Der andere seiner Untergebenen meldete sich zu Wort: "Ähm, Dekurio, meine Mutter lebt noch und ist bei bester Gesundheit!" Der Dekurio hatte sich schon zum Gehen abgewandt, erwiderte kurz angebunden: "Entweder gehst Du auf die Beerdigung Deiner noch lebenden Mutter, oder diese wird an der Deinigen teilnehmen müssen!"
Ein leises Murmeln erklang vom Platze her, aus Hunderten von Kehlen, in unnachahmlicher Synchronisation, mit einem Klang, der dem Dekurio sich sträubende Nackenhaare bescherte...
Ave Imperator, Wir, die dem Tode geweiht sind, begrüssen Dich...!
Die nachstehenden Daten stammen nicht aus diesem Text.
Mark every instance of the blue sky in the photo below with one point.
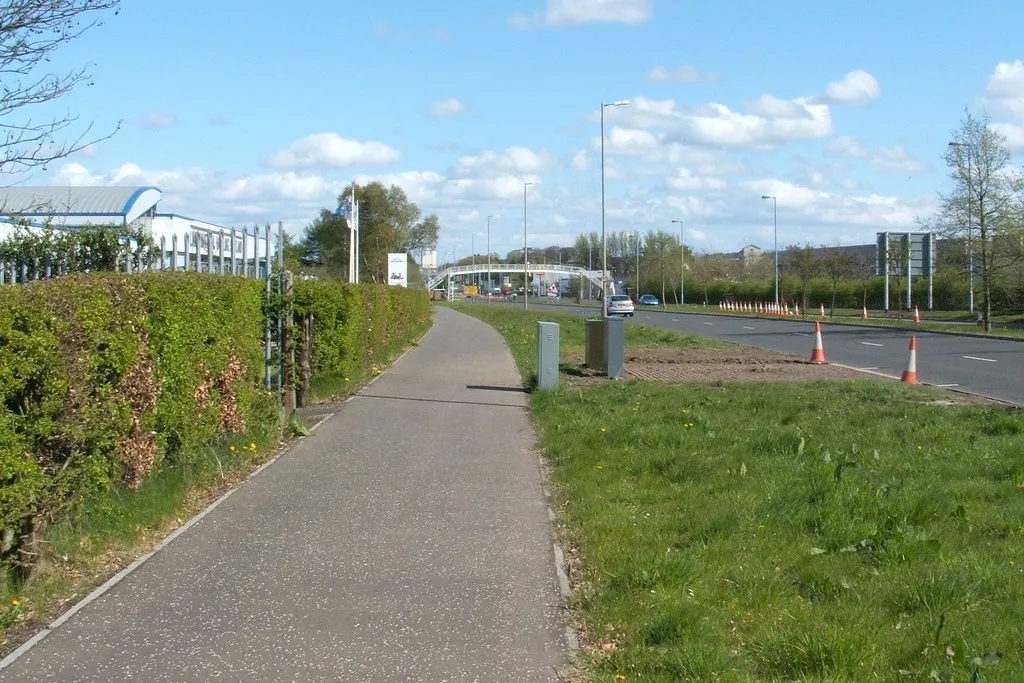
(254, 112)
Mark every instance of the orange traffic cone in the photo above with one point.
(818, 354)
(910, 374)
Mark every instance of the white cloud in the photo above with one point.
(1013, 133)
(857, 87)
(717, 125)
(684, 74)
(897, 160)
(511, 161)
(1006, 88)
(570, 12)
(686, 180)
(448, 109)
(866, 211)
(846, 146)
(159, 120)
(332, 150)
(581, 161)
(894, 160)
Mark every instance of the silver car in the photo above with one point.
(620, 304)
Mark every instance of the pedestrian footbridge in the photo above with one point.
(549, 271)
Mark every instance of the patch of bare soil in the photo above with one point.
(714, 366)
(743, 365)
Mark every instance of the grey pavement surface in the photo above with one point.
(407, 540)
(987, 367)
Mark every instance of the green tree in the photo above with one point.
(984, 205)
(389, 222)
(804, 263)
(838, 266)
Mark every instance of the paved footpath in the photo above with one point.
(407, 540)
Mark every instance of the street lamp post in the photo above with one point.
(488, 257)
(682, 264)
(604, 244)
(525, 254)
(774, 204)
(970, 249)
(638, 265)
(472, 241)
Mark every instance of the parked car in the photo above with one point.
(620, 304)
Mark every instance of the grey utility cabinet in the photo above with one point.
(605, 346)
(547, 355)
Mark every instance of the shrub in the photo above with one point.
(100, 379)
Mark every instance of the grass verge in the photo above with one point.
(821, 531)
(519, 329)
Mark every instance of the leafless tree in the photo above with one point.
(30, 32)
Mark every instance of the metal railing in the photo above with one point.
(593, 276)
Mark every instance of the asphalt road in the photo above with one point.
(406, 540)
(987, 367)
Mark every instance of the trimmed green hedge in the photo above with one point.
(356, 326)
(104, 379)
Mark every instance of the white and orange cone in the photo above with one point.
(910, 374)
(818, 354)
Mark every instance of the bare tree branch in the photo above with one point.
(30, 32)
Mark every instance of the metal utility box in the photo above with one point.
(594, 346)
(547, 355)
(614, 347)
(605, 346)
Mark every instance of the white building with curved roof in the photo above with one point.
(184, 243)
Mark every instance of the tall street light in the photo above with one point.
(682, 263)
(970, 250)
(774, 204)
(525, 254)
(472, 242)
(488, 257)
(604, 244)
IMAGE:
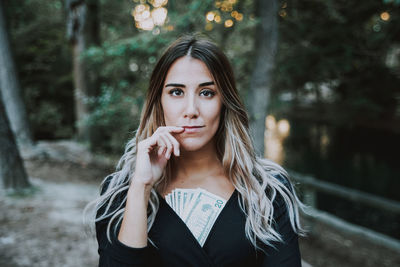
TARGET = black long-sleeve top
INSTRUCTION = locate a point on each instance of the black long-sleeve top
(226, 245)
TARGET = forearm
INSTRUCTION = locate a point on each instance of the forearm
(133, 230)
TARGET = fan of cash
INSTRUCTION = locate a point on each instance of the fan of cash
(198, 208)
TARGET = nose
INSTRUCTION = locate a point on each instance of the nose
(191, 109)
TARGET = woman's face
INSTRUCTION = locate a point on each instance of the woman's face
(190, 98)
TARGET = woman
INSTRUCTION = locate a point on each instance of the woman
(194, 133)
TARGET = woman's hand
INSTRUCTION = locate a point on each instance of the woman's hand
(153, 153)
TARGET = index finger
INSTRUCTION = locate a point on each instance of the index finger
(174, 128)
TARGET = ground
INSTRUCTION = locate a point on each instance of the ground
(45, 228)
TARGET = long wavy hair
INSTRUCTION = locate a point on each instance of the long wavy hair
(253, 177)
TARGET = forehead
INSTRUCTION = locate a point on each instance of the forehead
(188, 70)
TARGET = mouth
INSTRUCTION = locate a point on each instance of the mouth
(192, 129)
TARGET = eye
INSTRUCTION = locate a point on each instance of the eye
(175, 92)
(208, 93)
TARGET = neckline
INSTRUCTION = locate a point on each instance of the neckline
(227, 201)
(187, 230)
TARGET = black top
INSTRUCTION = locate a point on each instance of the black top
(226, 245)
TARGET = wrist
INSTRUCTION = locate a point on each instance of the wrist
(139, 191)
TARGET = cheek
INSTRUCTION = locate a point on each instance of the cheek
(169, 112)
Der Dekurio glaubte, den unausgesprochenen Unterton erkannt zu haben, murmelte lautlos das Unausgesprochene, das herauszuhören war ..., der den Tode mehr als nur verdient hat!. Auf dem Platz herrschte wieder Schweigen, dass sich auszubreiten schien!
Der Dekurio rannte, so schnell, wie er vermochte. Seine beiden Untergebenen folgten, das war deutlich zu hören. Die Grünschnäbel hatten es wohl endlich begriffen... lieber ein lebender Feigling als ein toter Held!